Risk Aversion And The Perils Of Selling Too Early - quilby
http://www.techcrunch.com/2009/03/28/risk-aversion-and-the-perils-of-selling-too-early-israeli-startups-part-ii/

======
enjo
This brings to mind a really interesting story.

I had the chance to work with a guy who had just sold his business. It turns
out that early on (about a year into it) someone came along and offered to buy
the whole business for $1 million dollars.

At the time his situation was bleak:

* the site was being overshadowed by two much larger direct competitors * he was 'hosting' the site from borrowed space in a kind relatives basement. * growth was really solid, but revenues from the site where far outpaced by bandwidth/hardware costs. * He had a second mortgage on his house and his credit cards where completely maxed.

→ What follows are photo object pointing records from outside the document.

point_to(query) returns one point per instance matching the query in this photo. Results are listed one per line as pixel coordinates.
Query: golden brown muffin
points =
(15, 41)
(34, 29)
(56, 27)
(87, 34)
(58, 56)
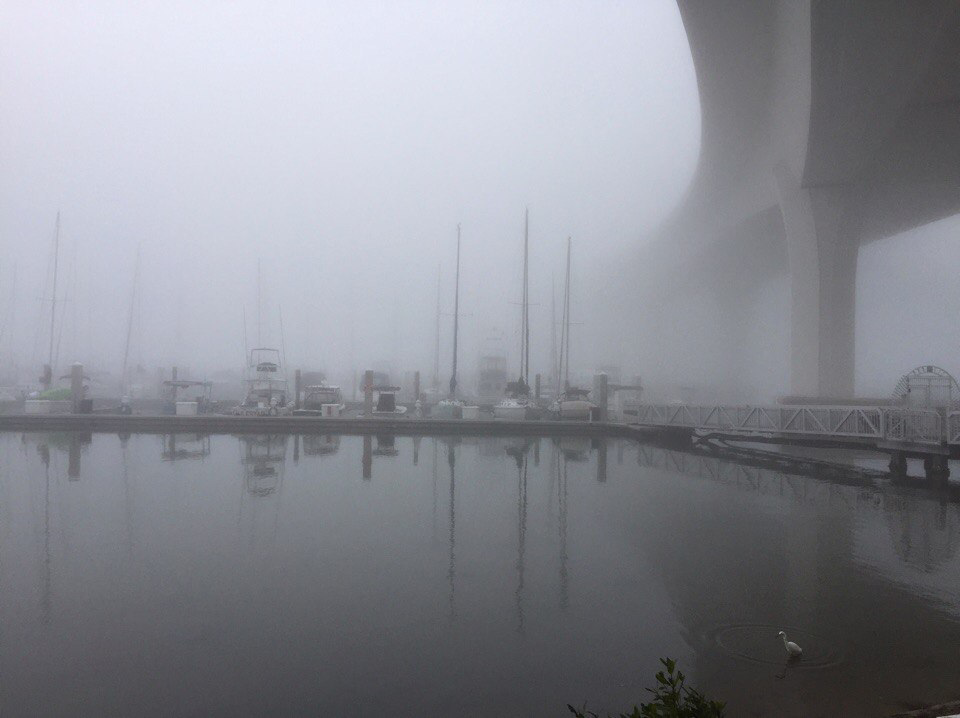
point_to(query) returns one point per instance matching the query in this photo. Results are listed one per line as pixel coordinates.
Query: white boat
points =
(266, 393)
(321, 400)
(580, 409)
(514, 409)
(447, 409)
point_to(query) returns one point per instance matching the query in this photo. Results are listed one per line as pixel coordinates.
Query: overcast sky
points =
(339, 144)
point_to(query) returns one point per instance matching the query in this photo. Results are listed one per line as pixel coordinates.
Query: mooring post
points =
(76, 386)
(368, 392)
(367, 456)
(600, 394)
(73, 458)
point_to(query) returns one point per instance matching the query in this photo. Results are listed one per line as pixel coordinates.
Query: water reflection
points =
(452, 563)
(495, 583)
(190, 447)
(320, 444)
(263, 457)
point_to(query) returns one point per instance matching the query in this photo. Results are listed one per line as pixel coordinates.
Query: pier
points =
(929, 434)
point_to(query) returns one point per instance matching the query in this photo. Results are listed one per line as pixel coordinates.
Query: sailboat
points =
(266, 384)
(571, 402)
(452, 407)
(516, 405)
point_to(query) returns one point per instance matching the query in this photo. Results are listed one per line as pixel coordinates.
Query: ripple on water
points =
(760, 643)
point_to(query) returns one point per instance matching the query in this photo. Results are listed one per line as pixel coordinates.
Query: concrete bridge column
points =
(822, 226)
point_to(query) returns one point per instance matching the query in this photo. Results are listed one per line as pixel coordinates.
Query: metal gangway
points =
(886, 427)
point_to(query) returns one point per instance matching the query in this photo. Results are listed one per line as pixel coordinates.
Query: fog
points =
(337, 146)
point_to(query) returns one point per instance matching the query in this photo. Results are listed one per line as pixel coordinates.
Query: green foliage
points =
(671, 699)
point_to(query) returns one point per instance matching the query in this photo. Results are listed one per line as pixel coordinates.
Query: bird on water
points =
(792, 648)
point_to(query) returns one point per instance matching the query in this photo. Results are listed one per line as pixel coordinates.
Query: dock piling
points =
(368, 392)
(76, 386)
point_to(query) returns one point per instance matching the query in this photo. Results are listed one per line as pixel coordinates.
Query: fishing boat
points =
(516, 405)
(571, 402)
(266, 385)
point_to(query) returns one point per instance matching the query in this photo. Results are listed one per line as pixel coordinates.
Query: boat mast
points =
(456, 320)
(259, 336)
(53, 300)
(436, 346)
(555, 372)
(566, 330)
(525, 323)
(126, 348)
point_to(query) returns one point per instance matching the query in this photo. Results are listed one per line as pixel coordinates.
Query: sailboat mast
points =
(436, 346)
(133, 297)
(456, 320)
(259, 337)
(554, 370)
(566, 330)
(525, 351)
(53, 300)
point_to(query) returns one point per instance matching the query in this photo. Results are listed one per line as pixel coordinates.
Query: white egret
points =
(792, 648)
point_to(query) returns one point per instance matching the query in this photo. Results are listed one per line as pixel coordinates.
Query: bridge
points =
(930, 434)
(824, 126)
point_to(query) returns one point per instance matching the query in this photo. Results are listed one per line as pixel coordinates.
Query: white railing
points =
(953, 427)
(914, 426)
(921, 426)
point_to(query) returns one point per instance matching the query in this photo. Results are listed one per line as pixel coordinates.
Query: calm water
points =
(347, 576)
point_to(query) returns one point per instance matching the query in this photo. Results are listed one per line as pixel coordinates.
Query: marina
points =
(430, 571)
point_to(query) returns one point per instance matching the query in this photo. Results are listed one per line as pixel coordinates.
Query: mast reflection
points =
(185, 447)
(320, 444)
(263, 457)
(520, 454)
(561, 465)
(452, 568)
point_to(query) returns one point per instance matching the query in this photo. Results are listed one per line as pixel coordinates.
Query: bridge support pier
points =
(822, 226)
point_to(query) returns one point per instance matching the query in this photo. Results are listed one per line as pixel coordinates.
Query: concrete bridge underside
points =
(825, 125)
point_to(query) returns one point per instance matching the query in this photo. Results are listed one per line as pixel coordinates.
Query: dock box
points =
(47, 406)
(186, 408)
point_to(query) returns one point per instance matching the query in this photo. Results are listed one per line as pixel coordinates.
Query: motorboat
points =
(386, 404)
(266, 385)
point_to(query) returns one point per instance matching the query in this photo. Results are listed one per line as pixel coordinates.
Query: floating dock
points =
(222, 424)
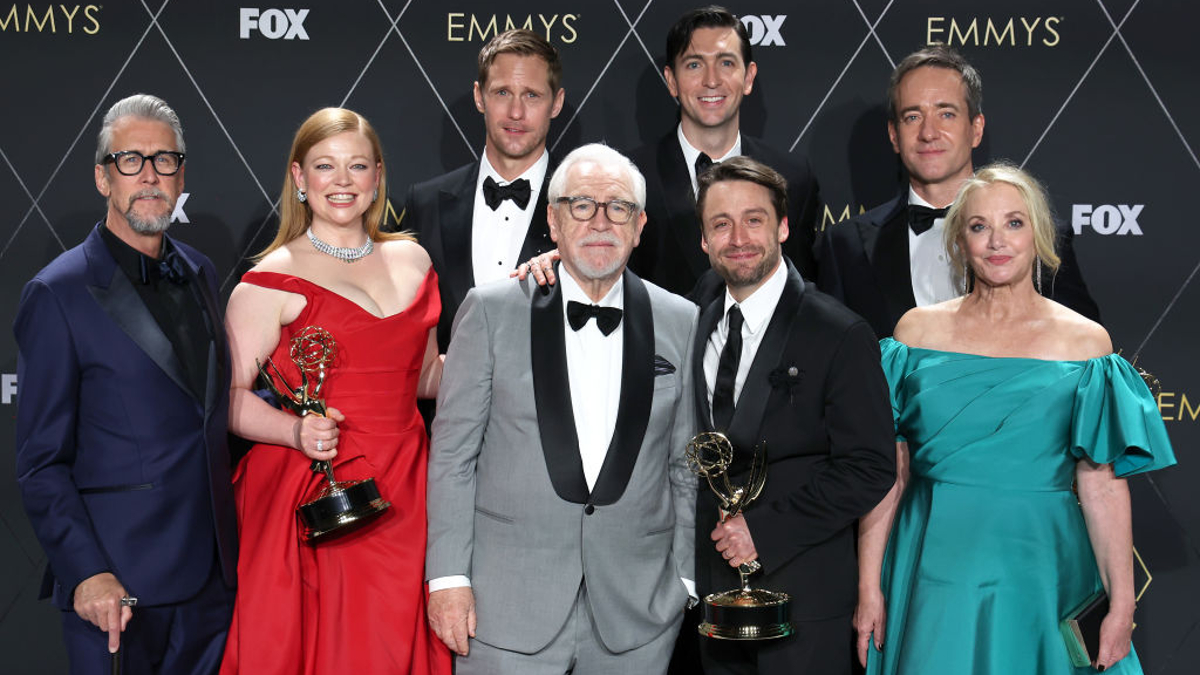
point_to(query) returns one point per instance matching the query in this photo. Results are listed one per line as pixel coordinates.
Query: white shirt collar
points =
(573, 291)
(759, 308)
(690, 154)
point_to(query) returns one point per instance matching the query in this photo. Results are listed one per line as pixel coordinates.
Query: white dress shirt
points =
(497, 237)
(934, 279)
(593, 368)
(690, 154)
(756, 310)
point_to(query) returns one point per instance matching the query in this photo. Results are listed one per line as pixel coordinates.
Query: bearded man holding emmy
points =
(787, 372)
(561, 506)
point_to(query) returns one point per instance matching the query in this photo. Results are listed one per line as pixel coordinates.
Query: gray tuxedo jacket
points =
(508, 503)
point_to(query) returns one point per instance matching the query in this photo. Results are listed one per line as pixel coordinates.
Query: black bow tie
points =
(607, 318)
(921, 219)
(172, 268)
(496, 193)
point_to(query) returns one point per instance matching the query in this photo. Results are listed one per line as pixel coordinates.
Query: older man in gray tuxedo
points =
(561, 507)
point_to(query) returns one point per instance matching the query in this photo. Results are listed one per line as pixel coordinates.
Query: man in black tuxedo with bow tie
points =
(783, 366)
(480, 220)
(889, 260)
(709, 70)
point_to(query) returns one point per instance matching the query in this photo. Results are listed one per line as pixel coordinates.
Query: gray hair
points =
(144, 106)
(605, 156)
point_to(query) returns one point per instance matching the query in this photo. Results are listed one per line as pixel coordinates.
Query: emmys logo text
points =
(765, 30)
(1107, 219)
(273, 24)
(462, 27)
(831, 216)
(988, 31)
(51, 18)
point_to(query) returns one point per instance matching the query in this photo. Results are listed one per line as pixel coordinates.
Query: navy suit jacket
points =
(864, 263)
(121, 467)
(816, 401)
(441, 213)
(670, 255)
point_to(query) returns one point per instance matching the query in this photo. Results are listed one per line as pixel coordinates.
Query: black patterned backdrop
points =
(1098, 97)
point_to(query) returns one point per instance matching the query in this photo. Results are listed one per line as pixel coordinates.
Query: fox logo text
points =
(1107, 219)
(765, 30)
(274, 24)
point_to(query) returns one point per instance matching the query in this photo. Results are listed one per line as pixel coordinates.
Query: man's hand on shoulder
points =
(453, 617)
(97, 599)
(733, 541)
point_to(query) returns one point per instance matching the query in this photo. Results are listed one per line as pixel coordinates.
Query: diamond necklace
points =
(341, 252)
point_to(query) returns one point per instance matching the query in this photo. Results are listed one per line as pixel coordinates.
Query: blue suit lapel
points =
(114, 293)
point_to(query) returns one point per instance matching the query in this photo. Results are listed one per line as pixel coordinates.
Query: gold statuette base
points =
(747, 615)
(341, 508)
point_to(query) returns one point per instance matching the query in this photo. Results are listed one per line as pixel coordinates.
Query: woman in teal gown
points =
(1002, 400)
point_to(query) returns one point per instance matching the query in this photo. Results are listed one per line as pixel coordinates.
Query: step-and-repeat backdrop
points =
(1097, 97)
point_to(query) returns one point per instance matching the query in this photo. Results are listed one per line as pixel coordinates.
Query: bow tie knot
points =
(496, 193)
(607, 318)
(921, 219)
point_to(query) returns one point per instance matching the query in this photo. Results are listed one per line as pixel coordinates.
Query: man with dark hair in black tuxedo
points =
(889, 260)
(479, 220)
(709, 70)
(781, 366)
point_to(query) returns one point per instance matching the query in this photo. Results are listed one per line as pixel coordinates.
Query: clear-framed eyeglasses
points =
(130, 162)
(583, 209)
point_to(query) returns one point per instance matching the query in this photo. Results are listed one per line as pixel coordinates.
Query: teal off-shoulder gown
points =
(989, 549)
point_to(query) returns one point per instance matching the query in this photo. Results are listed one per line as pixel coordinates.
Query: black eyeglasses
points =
(130, 162)
(619, 211)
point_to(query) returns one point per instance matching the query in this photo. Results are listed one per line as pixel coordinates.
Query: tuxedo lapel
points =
(709, 317)
(636, 394)
(552, 398)
(748, 416)
(889, 258)
(681, 202)
(456, 210)
(120, 300)
(538, 236)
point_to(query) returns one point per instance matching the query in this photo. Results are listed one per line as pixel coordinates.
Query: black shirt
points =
(175, 306)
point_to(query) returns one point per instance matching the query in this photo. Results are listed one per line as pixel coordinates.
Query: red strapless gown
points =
(354, 604)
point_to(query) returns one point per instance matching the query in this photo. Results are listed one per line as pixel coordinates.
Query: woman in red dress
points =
(354, 603)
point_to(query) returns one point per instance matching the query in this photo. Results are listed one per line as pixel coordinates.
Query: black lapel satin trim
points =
(551, 393)
(456, 210)
(123, 304)
(681, 205)
(636, 394)
(709, 317)
(748, 416)
(219, 352)
(889, 257)
(538, 237)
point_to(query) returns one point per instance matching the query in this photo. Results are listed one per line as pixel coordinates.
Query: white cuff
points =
(456, 581)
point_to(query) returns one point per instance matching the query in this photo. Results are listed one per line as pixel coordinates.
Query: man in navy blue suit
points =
(121, 451)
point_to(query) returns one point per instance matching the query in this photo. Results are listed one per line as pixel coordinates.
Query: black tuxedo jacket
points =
(864, 263)
(439, 211)
(670, 254)
(816, 399)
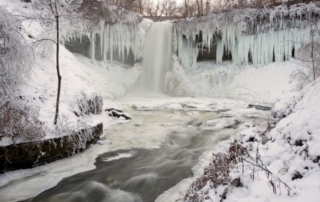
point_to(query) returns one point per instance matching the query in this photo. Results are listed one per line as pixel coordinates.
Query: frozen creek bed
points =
(154, 157)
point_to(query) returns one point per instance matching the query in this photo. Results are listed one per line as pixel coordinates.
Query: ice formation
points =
(117, 41)
(156, 57)
(246, 36)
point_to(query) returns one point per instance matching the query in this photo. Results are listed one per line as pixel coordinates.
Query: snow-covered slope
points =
(284, 163)
(258, 85)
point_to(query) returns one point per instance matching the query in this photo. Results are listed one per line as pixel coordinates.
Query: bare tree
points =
(15, 60)
(57, 15)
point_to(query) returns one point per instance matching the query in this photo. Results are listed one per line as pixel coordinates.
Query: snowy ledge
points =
(30, 154)
(282, 164)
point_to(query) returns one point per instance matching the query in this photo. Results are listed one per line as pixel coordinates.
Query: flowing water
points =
(156, 57)
(151, 154)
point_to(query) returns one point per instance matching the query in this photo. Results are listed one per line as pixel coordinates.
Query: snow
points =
(83, 77)
(119, 156)
(257, 36)
(292, 147)
(257, 85)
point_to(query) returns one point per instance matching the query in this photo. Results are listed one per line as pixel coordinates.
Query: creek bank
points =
(30, 154)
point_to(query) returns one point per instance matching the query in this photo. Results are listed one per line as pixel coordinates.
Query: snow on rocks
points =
(280, 165)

His wife, while understanding, was understandably distressed.

The thing was, he absolutely believed in his business. He was confident that
he was going to be able to overtake those competitors. Instead of selling and
pocketing a nice gain, he pushed on.

5 years later he had a top-100 alexa site that sold for $300 million dollars.
He had managed to stave off even VC funding until quite late, and so the vast
majority was held by him and a co-founder.

That's the opposite of risk aversion. It's funny, he considers not selling one
of the stupidest things he's ever done. Anyone in their right mind would sell
and move on to something else. He didn't, and it paid off with a 300x return.